Sediment depth distributions of prokaryotic abundance (black) and TOC (brown; % dry weight) profiles from selected sites from the Kermadec Trench (triangles) and Atacama Trench (circles) (A–D).

Fig. 8

Relationships of prokaryotic (A) and viral (B) abundances (y‐axes) and the total organic content (TOC) (x‐axes) in sediments from the Atacama Trench (orange circles; n = 174) and Kermadec Trench (blue triangles; n = 88).
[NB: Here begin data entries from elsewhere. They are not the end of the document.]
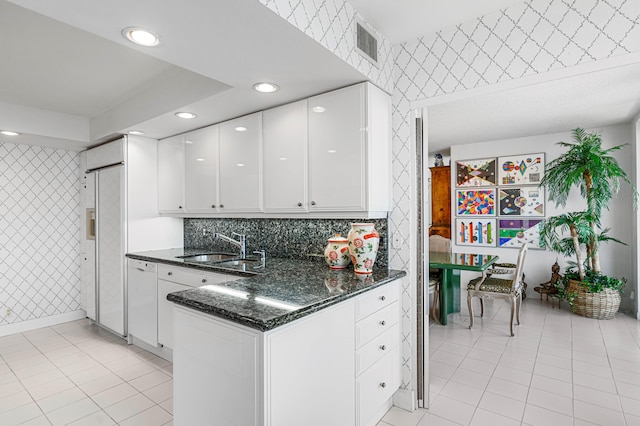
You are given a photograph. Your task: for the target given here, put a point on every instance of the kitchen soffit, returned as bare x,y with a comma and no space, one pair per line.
71,59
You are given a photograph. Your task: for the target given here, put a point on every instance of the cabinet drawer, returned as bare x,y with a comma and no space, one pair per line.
376,299
376,386
190,277
377,323
377,348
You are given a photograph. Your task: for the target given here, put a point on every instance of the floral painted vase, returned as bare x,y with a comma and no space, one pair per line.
336,253
363,247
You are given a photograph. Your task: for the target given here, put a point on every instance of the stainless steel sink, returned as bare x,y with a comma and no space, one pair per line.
239,262
208,257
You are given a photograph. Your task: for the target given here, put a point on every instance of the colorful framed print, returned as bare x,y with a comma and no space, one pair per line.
515,232
476,172
475,202
479,232
521,201
526,169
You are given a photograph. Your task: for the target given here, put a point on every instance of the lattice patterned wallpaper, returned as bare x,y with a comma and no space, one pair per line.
531,38
39,232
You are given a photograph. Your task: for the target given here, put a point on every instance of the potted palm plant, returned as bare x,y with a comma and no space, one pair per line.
590,168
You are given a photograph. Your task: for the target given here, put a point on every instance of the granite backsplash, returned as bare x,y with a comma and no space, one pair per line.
286,238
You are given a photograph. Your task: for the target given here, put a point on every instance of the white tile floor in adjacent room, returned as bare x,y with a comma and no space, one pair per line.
76,374
560,369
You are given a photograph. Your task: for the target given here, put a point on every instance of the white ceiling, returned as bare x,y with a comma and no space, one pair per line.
69,79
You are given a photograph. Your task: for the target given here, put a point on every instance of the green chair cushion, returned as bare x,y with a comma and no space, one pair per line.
494,285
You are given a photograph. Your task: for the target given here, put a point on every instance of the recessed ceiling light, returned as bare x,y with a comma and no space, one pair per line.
187,115
141,37
265,87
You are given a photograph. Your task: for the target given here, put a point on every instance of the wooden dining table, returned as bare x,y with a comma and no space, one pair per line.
451,265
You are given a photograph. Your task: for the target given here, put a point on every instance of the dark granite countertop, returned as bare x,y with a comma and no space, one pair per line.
282,291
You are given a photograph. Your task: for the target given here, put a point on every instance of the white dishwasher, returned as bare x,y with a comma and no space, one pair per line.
143,301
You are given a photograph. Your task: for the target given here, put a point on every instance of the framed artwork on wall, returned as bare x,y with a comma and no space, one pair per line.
477,231
480,172
526,169
515,232
521,201
476,202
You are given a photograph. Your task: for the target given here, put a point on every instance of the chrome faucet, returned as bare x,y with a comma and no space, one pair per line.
241,243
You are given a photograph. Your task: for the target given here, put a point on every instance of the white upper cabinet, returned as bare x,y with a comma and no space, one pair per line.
171,175
201,174
326,156
240,164
350,151
284,142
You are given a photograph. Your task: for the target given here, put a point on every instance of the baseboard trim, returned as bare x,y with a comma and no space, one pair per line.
405,399
162,352
21,327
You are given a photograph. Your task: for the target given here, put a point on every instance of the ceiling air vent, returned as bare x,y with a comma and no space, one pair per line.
366,42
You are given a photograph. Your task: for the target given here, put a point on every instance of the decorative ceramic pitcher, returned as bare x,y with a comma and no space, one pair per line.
336,253
363,247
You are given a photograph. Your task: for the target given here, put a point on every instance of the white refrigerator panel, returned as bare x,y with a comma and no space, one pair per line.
110,242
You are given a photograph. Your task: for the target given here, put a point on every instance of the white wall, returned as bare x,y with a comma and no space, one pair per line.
39,233
616,259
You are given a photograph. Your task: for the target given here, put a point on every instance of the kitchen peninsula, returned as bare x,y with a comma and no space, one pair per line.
282,343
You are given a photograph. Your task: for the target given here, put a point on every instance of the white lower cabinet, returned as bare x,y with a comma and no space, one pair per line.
165,311
377,352
300,373
172,279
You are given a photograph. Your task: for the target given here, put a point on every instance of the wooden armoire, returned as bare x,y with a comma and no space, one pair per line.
440,201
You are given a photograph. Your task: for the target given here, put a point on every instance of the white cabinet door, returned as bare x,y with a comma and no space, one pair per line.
240,164
142,306
201,179
165,311
316,350
285,141
217,368
337,137
171,175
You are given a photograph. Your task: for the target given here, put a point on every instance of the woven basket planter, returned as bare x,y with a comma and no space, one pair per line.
602,305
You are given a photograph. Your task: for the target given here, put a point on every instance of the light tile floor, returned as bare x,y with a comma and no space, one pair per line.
559,369
77,374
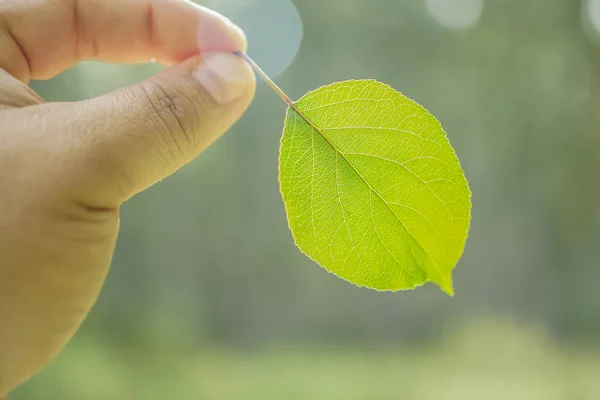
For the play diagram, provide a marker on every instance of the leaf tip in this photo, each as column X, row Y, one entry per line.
column 445, row 284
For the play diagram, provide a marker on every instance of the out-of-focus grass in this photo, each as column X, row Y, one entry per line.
column 486, row 360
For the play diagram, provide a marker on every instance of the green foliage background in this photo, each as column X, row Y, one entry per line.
column 209, row 298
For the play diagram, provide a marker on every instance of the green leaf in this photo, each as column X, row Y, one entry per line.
column 373, row 190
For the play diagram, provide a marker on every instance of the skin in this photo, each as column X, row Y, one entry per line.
column 66, row 168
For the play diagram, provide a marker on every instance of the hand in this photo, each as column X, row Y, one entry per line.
column 65, row 168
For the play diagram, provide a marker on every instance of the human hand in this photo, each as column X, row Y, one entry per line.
column 65, row 168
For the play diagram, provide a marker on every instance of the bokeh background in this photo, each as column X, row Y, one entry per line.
column 209, row 299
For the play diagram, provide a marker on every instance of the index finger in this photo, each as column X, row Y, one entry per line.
column 40, row 38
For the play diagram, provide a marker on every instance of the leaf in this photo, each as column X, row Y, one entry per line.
column 373, row 190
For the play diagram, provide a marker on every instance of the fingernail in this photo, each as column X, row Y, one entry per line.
column 225, row 76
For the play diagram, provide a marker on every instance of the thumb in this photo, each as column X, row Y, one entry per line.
column 125, row 141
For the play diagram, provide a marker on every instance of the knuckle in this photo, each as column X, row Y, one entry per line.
column 173, row 110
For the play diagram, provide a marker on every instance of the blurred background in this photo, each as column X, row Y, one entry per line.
column 209, row 299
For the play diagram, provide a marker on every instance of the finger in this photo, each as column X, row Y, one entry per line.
column 40, row 38
column 116, row 145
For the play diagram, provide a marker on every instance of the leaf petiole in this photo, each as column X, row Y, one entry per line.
column 276, row 88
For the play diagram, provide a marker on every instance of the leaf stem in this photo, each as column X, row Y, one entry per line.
column 264, row 77
column 276, row 89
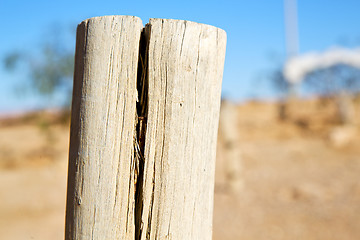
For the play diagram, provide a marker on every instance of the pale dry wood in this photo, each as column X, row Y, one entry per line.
column 100, row 198
column 185, row 67
column 230, row 133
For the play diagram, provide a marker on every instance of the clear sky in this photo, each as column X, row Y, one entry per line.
column 255, row 31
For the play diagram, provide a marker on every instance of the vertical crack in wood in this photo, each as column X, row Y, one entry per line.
column 140, row 128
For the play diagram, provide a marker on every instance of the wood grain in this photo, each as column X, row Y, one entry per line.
column 100, row 197
column 185, row 67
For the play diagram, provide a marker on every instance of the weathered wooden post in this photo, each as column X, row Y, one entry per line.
column 143, row 131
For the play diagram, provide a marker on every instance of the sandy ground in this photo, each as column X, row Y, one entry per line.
column 293, row 180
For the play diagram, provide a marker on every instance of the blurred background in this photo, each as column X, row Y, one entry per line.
column 288, row 145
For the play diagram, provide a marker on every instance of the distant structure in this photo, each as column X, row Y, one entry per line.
column 296, row 68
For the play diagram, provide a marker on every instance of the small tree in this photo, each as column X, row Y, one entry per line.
column 50, row 68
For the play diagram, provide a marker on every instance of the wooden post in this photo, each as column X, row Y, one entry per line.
column 100, row 195
column 143, row 167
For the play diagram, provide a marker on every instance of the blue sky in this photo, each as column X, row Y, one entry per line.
column 255, row 30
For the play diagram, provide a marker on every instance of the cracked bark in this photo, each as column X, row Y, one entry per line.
column 144, row 125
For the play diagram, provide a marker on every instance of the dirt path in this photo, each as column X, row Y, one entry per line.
column 296, row 184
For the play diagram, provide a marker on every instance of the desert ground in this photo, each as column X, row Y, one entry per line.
column 295, row 178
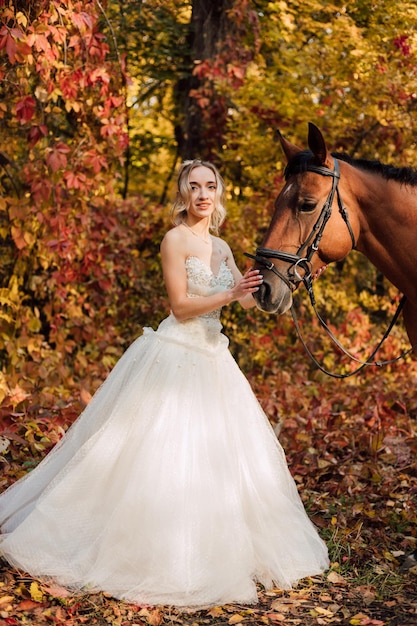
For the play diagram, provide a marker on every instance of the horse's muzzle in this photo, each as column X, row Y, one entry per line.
column 273, row 296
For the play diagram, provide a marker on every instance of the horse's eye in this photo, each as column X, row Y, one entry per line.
column 307, row 207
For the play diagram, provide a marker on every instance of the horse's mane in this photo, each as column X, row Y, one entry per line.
column 403, row 175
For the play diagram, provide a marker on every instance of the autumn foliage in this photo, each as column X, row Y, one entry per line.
column 71, row 245
column 80, row 273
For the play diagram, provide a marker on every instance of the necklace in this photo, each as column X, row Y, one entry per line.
column 207, row 241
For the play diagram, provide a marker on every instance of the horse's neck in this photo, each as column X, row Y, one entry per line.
column 387, row 213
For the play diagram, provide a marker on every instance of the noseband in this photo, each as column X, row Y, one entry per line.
column 304, row 254
column 302, row 259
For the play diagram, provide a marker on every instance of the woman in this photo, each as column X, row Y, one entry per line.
column 171, row 487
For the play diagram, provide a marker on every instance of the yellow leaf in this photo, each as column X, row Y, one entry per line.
column 35, row 592
column 336, row 578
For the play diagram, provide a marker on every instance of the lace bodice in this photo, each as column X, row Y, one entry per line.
column 201, row 281
column 204, row 331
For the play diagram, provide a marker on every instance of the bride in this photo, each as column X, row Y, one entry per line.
column 171, row 487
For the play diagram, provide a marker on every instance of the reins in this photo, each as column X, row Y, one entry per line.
column 302, row 259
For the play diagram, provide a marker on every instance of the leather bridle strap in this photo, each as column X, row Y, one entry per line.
column 305, row 252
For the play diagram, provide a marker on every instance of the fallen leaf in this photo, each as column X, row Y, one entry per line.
column 336, row 579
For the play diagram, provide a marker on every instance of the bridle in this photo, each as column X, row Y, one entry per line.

The equation for the linear regressions between log‐transformed prokaryotic abundances and TOC was y = 0.75x + 7.86 (R ² = 0.43) and between log‐transformed viral abundances and TOC concentrations y = 0.39x + 8.17 (R ² = 0.05).

Fig. 9

(A) Relationship between pelagic viral and prokaryotic abundances from hadal depths from the Mariana Trench (green squares, n = 6; Nunoura et al. 2015), Japan Trench (red squares, n = 16; Nunoura et al. 2016), Kermadec Trench (blue triangles, n = 13; this study), and Atacama Trench (orange circles, n = 24; this study), in comparison with a global compilation of abundance data (gray circles, Wigington et al. 2016). The stippled line represents a 1 : 1 relationship. (B) VP ratios with oceanic depth of all datapoints from the aforementioned studies.